The breakthrough for me was figuring out how to make the terminal
write a config file describing all its defaults onto an NFS server.
You can do this by using my sample
config file, which allows the built-in SetupTool (AltFunction-F3)
to commit changes by writing to an adjunct config file on the NFS
server. There is some option in the SetupTool to save everything,
rather than saving only what you have changed like it usually does.
It's probably analagous to the config-auto-saved-info =
all-changes
at the end of the sample config file, but I don't
remember exactly how to do it.
My sample config uses a font server. When using a font server like this, there's no need to install the NCDware fonts on the NFS host. In fact, not only is there no need, but you shouldn't lest some hardcoded default refer to them. One of the biggest problems with these devices is things that silently fail when they should work, or the other way around. Just a few files will make the terminal happy:
The terminal will run with even fewer files, but it will grumble.

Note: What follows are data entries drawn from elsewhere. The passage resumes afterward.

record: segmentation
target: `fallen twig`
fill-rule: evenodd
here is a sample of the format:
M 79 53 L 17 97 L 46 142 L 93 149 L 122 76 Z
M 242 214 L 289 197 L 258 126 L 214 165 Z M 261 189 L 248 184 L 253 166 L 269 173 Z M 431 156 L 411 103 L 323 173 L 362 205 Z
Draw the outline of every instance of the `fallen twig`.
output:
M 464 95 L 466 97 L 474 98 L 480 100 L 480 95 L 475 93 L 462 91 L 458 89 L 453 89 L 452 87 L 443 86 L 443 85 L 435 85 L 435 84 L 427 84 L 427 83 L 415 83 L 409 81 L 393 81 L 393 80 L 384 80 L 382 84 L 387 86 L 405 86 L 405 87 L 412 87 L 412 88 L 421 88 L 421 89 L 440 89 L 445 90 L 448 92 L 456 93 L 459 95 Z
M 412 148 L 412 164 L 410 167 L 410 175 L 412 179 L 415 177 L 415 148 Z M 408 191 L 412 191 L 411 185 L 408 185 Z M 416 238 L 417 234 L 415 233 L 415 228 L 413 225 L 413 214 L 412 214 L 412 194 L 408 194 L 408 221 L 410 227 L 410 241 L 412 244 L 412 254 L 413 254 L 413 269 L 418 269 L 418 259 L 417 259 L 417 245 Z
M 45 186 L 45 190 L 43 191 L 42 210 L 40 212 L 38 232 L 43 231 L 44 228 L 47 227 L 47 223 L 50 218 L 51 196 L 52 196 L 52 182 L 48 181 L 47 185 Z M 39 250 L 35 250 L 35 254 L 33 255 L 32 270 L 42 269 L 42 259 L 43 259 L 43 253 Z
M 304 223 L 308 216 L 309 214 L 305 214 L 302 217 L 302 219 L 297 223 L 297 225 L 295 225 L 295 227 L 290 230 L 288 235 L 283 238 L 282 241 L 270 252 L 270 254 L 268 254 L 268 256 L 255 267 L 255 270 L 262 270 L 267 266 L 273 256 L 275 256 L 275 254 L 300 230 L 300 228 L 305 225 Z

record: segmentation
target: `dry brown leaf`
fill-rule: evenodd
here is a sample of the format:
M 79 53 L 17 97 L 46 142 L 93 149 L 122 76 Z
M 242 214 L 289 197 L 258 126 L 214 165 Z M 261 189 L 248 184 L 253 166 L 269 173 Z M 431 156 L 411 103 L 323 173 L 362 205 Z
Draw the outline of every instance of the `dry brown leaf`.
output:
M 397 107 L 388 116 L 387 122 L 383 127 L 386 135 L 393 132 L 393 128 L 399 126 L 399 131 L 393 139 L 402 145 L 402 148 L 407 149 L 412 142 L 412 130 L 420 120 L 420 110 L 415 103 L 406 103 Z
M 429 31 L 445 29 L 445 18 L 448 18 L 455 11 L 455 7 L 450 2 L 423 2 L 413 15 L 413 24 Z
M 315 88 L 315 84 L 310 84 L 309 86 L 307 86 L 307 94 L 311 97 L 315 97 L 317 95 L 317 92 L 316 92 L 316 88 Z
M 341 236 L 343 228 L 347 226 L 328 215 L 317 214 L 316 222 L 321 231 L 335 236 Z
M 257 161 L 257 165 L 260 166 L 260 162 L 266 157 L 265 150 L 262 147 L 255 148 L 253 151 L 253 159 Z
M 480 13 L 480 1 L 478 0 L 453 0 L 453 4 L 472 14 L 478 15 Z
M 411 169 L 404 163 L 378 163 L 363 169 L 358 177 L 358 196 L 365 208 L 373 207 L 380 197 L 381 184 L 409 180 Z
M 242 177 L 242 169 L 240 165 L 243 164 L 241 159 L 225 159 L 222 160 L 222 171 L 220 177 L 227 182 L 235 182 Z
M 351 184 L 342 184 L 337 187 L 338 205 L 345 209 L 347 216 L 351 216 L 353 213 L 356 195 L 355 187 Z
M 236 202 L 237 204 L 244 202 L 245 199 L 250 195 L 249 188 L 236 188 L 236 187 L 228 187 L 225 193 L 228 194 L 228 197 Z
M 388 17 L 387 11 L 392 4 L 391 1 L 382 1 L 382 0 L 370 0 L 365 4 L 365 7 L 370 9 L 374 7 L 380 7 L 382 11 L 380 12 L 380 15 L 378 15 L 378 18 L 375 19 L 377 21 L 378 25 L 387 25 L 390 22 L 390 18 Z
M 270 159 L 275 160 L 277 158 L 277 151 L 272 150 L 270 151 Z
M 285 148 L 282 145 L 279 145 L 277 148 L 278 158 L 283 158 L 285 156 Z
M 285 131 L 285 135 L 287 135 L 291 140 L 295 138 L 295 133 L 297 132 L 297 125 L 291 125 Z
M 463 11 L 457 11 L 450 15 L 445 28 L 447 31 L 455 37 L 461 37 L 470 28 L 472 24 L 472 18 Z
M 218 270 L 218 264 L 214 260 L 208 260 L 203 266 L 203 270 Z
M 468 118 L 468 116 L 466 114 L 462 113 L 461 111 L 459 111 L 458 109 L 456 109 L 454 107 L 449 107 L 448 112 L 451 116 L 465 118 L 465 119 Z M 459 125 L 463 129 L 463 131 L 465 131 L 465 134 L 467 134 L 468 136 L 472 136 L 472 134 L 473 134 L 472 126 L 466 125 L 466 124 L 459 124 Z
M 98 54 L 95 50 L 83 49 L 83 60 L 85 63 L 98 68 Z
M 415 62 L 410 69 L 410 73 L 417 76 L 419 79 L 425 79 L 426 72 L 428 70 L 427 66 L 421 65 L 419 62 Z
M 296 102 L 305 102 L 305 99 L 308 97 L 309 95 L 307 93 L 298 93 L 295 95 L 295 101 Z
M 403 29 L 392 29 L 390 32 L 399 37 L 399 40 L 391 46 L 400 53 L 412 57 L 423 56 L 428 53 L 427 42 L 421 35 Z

Of course, you still need to start xfs, and you need to start it on the standard port 7000, not some goofy Linux-specific port that has been shoved out of the way by your ``distro'' to handle some other foolish package.
If your terminal acts goofy, maybe someone booted it with less elegant
config files than mine, which crammed things into the NVRAM. Please
don't use the NVRAM---it's annoying. If you always put
config-auto-save-nvram = false
in your config files
before any apply
, that should stop NVRAM-writing. To
clear the NVRAM, use <ESC>, NV, L, S in the boot monitor.